Okay, that was unexpected, but it didn’t seem all too different from what Harbinger seemed to want from her. Xel’lotath wanted her to be its Saren, from what she could tell, but she was too loyal to the Alliance to do something that would threaten it like that. No, from how the Guardian was speaking, it would have been more than that. She would not herald a force in like the Reapers... but if this thing could read her mind, it already knew her decision. “And if I refuse?”

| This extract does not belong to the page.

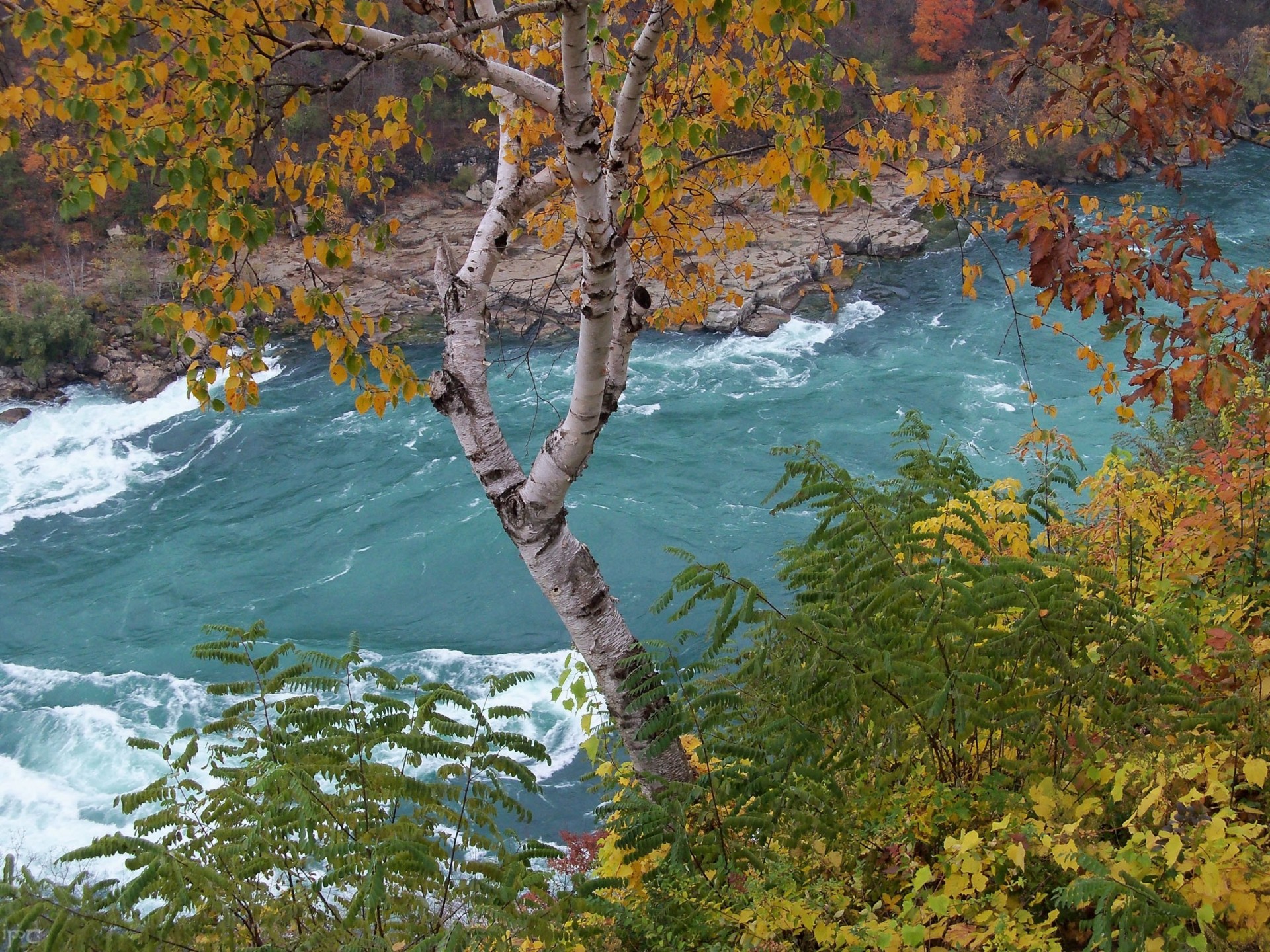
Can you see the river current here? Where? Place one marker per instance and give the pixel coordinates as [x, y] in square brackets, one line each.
[126, 527]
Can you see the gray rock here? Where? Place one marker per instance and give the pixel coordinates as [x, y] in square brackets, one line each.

The Guardian laughed again, only with a little more psychopathic bent to it this time. “Then you and I shall meet on the battlefield as enemies, Andrea Shepard, and I shall treat you as I have ever treated enemies of my mistress.” It paused for a moment and gestured with its upper set of arms. “But you need not decide today. When we next meet, I will have your decision, but before we part, I will leave you with a gift. ”

Seven runes appeared around Shepard at that moment, green ones that lit up in order. This was similar to the spell she’d cast earlier, save that she only recognized one of the runes, the same one that adorned the Guardian’s head space.

Narokath. Pargon. Pargon. Santak. Pargon. Xel’lotath. Pargon.

As the last rune lit up, Shepard felt different... as if a weight had been lifted from her mind. She felt more like the woman she was before she started fighting the Reapers, before she saw the child die on that shuttle... before she destroyed that Relay. It wasn’t that the memories went away, but she felt as if she were better equipped to deal with them than before. As if the stress from them had just been lifted from her mind, and she could handle it better.

Turning her head upward so she could look at the Guardian once more, she spoke. “That... spell, what... what was it?”

“A mere taste of what my mistress offers you, Andrea Shepard, that is all. We will meet again.” The Greater Guardian laughed once more, causing Andrea to tighten her grip on her shotgun. It then curled into a ball before transforming into a ball of glowing green light. The light ball then shot upward toward the ceiling of the room, passing through it and possibly beyond. Shepard doubted that such a creature obeyed the laws of physics.

She looked down at the corpse of Kenneth McCormick. There was no way she’d be able to drag him to the surface and be able to fight off whatever else this hellhole had. She reached down and removed the helmet from his suit, revealing a beautiful head of blond hair, cut short and caked with blood out the back. She reached down around his neck to retrieve his dog tags.

Standing, Shepard started toward the only other exit to the room that she hadn’t come through. “Jones, can you read me? McCormick’s down. He... He didn’t make it. Self-inflicted gunshot wound... I’m going to press on and see what I can find. There has to be a way out. I’ll try and reestablish contact in ten minutes.”

Shepard took one last look at the corpse before exiting the room.